Economy Watch: The Best and Worst Cities for Renters
- Jul 29, 2016
By Dees Stribling, Contributing Editor
Only about 10 years ago, the multifamily industry fretted that an ever-increasing number of Americans would abandon the apartment market, spurred to buy residential properties by easy credit and official policy that encouraged homeownership—a lot can happen in a decade. Now the rental market still drives the housing recovery, with more than 36 percent of U.S. households renting in 2015. That’s the largest share since the late 1960s, when there was a shortage of for-sale housing.

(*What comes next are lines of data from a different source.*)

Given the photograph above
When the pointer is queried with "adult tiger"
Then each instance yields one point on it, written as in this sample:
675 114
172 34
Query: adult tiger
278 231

Increasing demand for apartments in the 2010s, without as much of an increase in supply, has put many U.S. renters in a bind. According to a 2016 study by Harvard, “the number of renters dedicating at least half of their income toward housing hit a record high of 11 million people” as of 2014, “while another 21.3 million spent at least 30 percent, also a new ceiling.”

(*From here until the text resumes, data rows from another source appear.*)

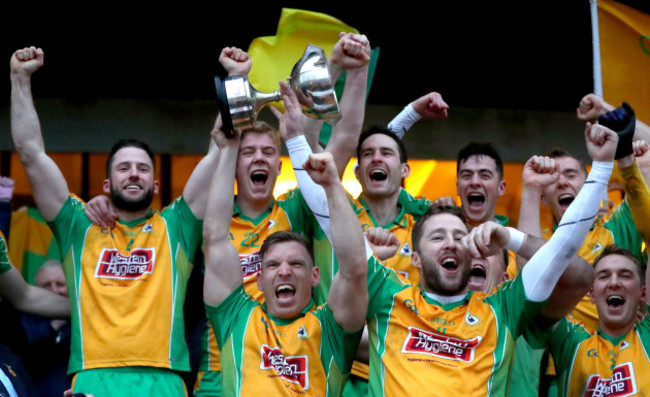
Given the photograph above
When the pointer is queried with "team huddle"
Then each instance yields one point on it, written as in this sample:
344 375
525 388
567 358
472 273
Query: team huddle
319 293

That kind of aggregate number masks a lot of variation among local apartment markets, however. Where are the best and worst markets to be a renter, in terms of price as well as quality of life and other factors? According to a report released this week by WalletHub, an oddly large number of the best places to be a renter are in Arizona: Scottsdale (No. 1), as well as Chandler, Tempe, Gilbert, Peoria, Phoenix and Glendale. The only places in the top 10 not in Arizona are Plano, Texas; Las Vegas; and Tampa, Fla.

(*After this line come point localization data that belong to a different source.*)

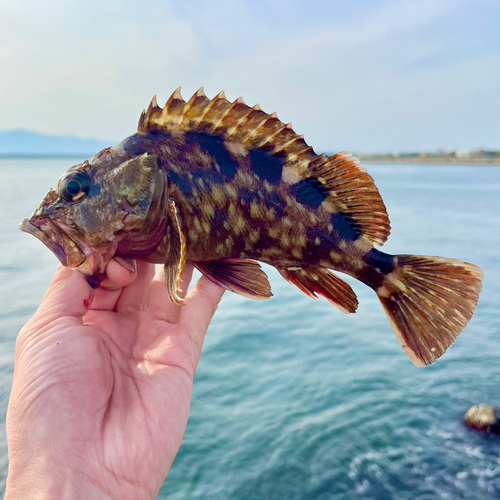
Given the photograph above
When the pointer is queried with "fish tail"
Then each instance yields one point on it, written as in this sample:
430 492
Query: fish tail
429 301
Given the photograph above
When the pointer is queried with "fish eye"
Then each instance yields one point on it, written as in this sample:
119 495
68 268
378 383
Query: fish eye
74 187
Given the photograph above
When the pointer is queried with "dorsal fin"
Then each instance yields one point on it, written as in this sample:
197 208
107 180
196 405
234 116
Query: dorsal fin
350 189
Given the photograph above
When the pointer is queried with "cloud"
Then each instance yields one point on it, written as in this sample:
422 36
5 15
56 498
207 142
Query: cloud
363 75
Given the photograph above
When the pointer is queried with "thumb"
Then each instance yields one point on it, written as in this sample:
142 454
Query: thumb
68 295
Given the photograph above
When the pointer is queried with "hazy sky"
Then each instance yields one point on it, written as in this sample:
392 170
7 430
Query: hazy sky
359 75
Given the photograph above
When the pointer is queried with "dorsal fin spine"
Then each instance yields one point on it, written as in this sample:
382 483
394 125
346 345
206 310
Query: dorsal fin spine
294 156
207 108
176 95
272 136
277 149
224 114
258 126
232 130
188 104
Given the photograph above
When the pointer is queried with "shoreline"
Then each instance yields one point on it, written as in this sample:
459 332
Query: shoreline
441 161
363 158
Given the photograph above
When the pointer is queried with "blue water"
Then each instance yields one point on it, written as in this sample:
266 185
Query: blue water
294 400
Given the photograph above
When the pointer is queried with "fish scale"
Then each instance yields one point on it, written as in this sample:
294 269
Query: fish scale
224 185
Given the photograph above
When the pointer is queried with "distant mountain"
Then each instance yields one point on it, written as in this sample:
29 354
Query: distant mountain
22 142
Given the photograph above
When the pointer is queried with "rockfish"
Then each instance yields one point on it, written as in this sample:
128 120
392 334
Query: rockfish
223 185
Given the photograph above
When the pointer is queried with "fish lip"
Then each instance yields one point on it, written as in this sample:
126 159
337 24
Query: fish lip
56 241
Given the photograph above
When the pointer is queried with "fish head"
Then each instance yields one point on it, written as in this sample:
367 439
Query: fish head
95 205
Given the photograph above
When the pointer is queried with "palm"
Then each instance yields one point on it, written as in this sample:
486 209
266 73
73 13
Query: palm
114 394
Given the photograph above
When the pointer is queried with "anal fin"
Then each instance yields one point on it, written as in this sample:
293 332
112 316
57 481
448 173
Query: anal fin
313 280
242 276
176 255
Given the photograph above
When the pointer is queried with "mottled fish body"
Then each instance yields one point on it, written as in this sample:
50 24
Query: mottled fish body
223 185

The company compared the 150 largest cities based on their rental attractiveness and quality of life. In making such a comparison, it examined each city across 15 key metrics, including market affordability, percentage of households spending over half of their incomes on rent, historical rental-price changes, cost of living, jobs availability and more.
The worse markets to rent, according to WalletHub? Oakland, Calif., is at the bottom, while just above it in descending order are Philadelphia, Detroit, New York and Hialeah, Fla.